His chapter on Hamlet, for example, is entitled “Dying as an Art”, discussing this as “a play about death”, as though this were some sort of revelation, rather than an approach developed by a long succession of critics, culminating in the 15 essays that make up a 2023 collection entitled The Shakespearean Death Arts: Hamlet Among the Tombs. Similar complaints might be made about other chapters. “King Lear: Zero Hour” explores the play’s preoccupation with “nothing” in ways that will be unsurprising to those acquainted with recent work on the tragedy. His treatment of Macbeth’s treacherous “doubles” – its collapsing opposites of fair and foul, prophecy and chance, along with its disruptions of cause and effect – can seem equally predictable.

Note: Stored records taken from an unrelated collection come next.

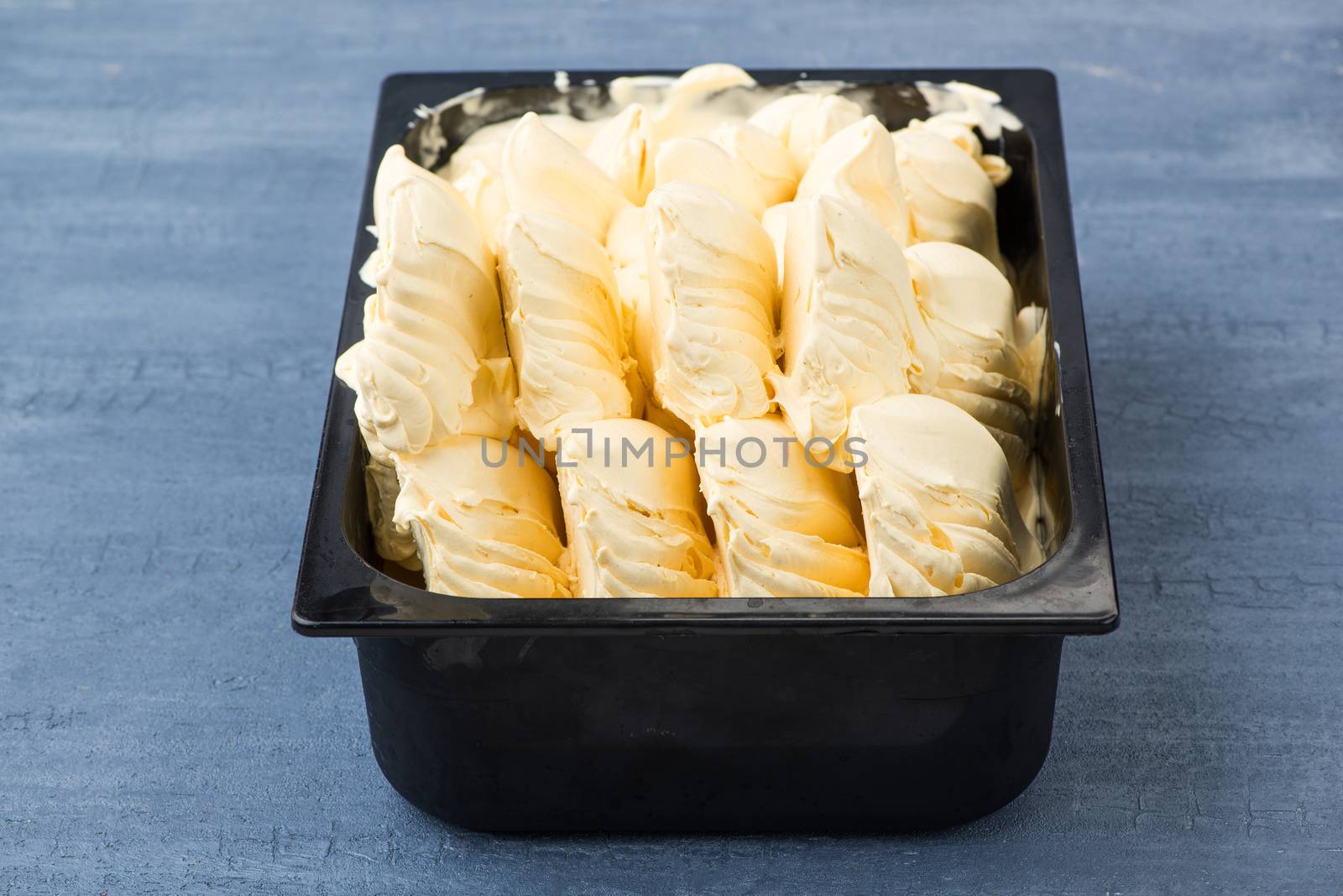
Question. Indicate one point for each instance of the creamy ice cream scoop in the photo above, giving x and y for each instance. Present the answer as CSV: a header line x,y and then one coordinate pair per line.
x,y
700,161
713,287
563,326
483,194
483,530
973,313
433,361
546,174
938,501
631,508
803,122
950,197
959,128
859,165
785,526
624,149
852,329
765,154
776,221
380,490
685,110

All of that said, O’Toole remains, as one might expect, a lively and sometimes stimulating writer: In “Othello Inside Out” he writes persuasively about the ways in which the conniving Iago and his gullible victim, in addition to their structural rivalry as dramatic protagonists, are frighteningly exposed as “brothers under the skin”, equally driven by self-disgust – unwitting doubles whose “minds begin to fuse together [so that] as Iago’s words give shape to Othello’s thoughts, so Othello starts to sound more and more like Iago”.
So, despite the somewhat toxic positivity of its title, Shakespeare Is Hard, But So Is Life can sometimes be a rewarding book, and one that I would probably be happy to recommend to young readers coming to the tragedies for the first time. But for students genuinely looking for new ideas about the tragedies, it is likely to prove a disappointment. Reviewed by Michael Neill
Shakespeare Is Hard, But So Is Life, by Fintan O’Toole, (Head of Zeus, $35 hb) is out now.